For a long time 2D animation software has been dominated by proprietary software. Other common multimedia tasks such as video playing, editing, raster and vector 2D graphics and 3D graphics or animation are currently being covered properly by free software / open source (FOSS) but there wasn’t enough FOSS alternatives for computer aided 2D animation.
Synfig increases the 2D animation software available with a brilliant and professional piece of software.
Synfig was primary developed by Voria, an animation company founded by Robert Quattlebaum who was also the lead software engineer of the software. In 2004 Voria shut down and was discontinued. Fortunately Robert decided to license Synfig under the GNU GPL and turned it over the free software community to develop and use.
Synfig has no comparable alternative software in the FOSS world. Unlike other FOSS that can be used to produce 2D animation (ktoon, pencil) in the “traditional” frame to frame animation, the Synfig workflow is based on vector primitives and their interpolation in time. This drastically reduces the amount of work to produce professional animations because the manual tweening from pose to pose is eliminated, without the need to draw each frame individually.
But this is not the only feature of Synfig…
In Synfig, every primitive or transformation is parametrically generated, which gives extreme flexibility during animation and doesn’t restrict artistic expression. Also, those parameters are calculated on a float point basis obtaining smooth results at any size and any frame rate. Additionally it is possible to link any compatible parameter between any two or more different layers, even placed in different canvases or even convert most of the parameters into a mathematically calculated formula, this allows Synfig to produce particle effects, path based brushes, vectors dynamically linked to any place of a curve and other interesting stuff.
In Synfig there are an extensive set of primitives and transformation layers: Blurs (3), Distortions (6), Colour Filters (5), Fractals (2), Geometry Primitives (8), Gradients (6), Transform (3), Stylize (2) Text, Plant, Duplicate, etc. which provide a complete set of tools in the artist’s hand.
Finally in Synfig is easy to reuse libraries, group scattered layers to manage them like a single one, there are 22 different blend methods… If you want to dig synfig visit its web page. You can find there more info about the usage, the features and its development. Behind it, there is a small but friendly community.
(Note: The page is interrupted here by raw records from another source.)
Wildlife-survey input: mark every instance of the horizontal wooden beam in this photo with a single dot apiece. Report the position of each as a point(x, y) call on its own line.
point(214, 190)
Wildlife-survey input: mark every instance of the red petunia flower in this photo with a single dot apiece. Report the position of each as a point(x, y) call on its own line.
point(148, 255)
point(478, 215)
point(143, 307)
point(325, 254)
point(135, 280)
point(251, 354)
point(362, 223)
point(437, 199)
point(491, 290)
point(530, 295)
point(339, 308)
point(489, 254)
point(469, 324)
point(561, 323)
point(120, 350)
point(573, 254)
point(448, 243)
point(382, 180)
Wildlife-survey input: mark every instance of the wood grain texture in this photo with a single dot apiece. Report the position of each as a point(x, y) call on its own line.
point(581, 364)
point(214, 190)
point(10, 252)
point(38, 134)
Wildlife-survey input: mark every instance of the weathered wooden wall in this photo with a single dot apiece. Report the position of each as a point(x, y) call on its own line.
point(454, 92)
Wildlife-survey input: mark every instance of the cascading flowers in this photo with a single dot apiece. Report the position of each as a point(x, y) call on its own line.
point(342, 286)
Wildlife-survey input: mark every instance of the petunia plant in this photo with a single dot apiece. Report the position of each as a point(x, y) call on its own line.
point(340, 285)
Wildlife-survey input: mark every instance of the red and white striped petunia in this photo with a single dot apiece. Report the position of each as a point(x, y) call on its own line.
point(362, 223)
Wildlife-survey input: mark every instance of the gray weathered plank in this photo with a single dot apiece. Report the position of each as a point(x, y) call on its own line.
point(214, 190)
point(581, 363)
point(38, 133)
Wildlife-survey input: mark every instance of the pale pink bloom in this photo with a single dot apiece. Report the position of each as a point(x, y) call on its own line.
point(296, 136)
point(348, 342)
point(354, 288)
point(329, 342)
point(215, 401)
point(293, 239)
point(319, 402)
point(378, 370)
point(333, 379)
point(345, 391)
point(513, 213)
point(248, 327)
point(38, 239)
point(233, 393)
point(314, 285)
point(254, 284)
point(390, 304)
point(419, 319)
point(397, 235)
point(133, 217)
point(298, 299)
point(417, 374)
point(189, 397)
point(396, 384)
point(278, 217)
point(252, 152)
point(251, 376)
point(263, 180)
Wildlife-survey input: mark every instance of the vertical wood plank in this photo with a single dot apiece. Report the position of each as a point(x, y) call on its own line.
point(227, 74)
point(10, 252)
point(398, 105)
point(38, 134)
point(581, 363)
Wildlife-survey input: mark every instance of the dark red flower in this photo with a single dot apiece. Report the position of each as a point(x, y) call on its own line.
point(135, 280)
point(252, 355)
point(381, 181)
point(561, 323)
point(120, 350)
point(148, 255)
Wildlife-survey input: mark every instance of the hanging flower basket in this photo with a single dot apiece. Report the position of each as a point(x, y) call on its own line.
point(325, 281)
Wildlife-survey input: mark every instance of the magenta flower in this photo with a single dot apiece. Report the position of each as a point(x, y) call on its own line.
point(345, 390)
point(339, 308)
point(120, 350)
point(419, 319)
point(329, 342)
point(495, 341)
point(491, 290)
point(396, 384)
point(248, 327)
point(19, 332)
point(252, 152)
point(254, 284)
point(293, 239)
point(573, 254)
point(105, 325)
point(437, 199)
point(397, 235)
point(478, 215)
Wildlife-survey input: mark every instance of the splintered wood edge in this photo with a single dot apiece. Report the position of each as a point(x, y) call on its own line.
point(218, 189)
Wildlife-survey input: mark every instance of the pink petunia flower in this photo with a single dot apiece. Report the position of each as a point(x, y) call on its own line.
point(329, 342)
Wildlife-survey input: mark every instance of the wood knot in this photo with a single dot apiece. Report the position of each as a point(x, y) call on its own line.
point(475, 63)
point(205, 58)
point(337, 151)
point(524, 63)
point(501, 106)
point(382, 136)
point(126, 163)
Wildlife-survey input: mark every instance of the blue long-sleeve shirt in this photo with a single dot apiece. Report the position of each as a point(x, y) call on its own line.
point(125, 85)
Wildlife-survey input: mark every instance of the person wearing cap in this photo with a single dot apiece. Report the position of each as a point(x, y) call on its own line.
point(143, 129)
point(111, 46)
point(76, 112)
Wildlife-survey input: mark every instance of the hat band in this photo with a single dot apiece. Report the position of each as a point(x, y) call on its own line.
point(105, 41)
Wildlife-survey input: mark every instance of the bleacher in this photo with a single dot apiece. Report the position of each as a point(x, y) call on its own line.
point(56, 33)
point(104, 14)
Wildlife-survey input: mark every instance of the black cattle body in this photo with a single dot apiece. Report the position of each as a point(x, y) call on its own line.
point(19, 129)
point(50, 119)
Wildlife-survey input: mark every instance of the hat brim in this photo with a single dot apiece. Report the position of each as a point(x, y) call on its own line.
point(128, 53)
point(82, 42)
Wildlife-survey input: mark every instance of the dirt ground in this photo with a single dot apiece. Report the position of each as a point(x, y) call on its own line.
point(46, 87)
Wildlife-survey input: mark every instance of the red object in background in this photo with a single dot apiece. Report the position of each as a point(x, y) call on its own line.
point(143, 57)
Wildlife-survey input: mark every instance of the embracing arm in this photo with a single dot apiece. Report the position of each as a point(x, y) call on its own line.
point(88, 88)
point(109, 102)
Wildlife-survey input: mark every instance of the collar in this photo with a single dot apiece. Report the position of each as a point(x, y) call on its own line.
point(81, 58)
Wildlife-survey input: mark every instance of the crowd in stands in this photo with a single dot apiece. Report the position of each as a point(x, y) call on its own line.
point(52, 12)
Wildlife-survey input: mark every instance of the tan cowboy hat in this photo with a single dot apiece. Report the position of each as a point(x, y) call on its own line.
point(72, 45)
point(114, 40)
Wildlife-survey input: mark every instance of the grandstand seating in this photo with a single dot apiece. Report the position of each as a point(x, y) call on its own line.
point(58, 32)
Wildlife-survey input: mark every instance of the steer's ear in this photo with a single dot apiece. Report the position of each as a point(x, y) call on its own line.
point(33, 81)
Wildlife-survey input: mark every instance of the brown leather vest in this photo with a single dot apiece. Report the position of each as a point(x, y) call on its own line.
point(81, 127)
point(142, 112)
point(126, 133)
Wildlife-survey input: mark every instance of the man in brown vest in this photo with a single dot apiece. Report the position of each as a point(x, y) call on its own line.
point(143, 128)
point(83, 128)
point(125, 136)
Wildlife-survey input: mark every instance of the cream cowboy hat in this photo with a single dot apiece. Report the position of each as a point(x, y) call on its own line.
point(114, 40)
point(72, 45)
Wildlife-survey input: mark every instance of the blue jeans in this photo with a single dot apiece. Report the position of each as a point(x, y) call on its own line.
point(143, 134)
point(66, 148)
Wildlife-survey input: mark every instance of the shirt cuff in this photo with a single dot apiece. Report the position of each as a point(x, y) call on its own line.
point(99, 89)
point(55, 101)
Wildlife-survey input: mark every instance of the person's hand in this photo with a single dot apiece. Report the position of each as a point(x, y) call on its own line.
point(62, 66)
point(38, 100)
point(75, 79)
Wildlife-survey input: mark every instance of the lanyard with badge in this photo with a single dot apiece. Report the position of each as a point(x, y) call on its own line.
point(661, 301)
All those features make Synfig a great application but it has also some weak points: there are some missing features not completely developed like the support of sound or saving and loading colour palettes.
On the other hand although the interface of Synfig-Studio can be strange for the first contact (most of the actions are found in the right click context menu), once you understand how it works it is very efficient. I’ve been working with it during last year and I’m completely in love with it. I only miss a quick render engine for editing animation because the current one is quite slow for a normal workflow.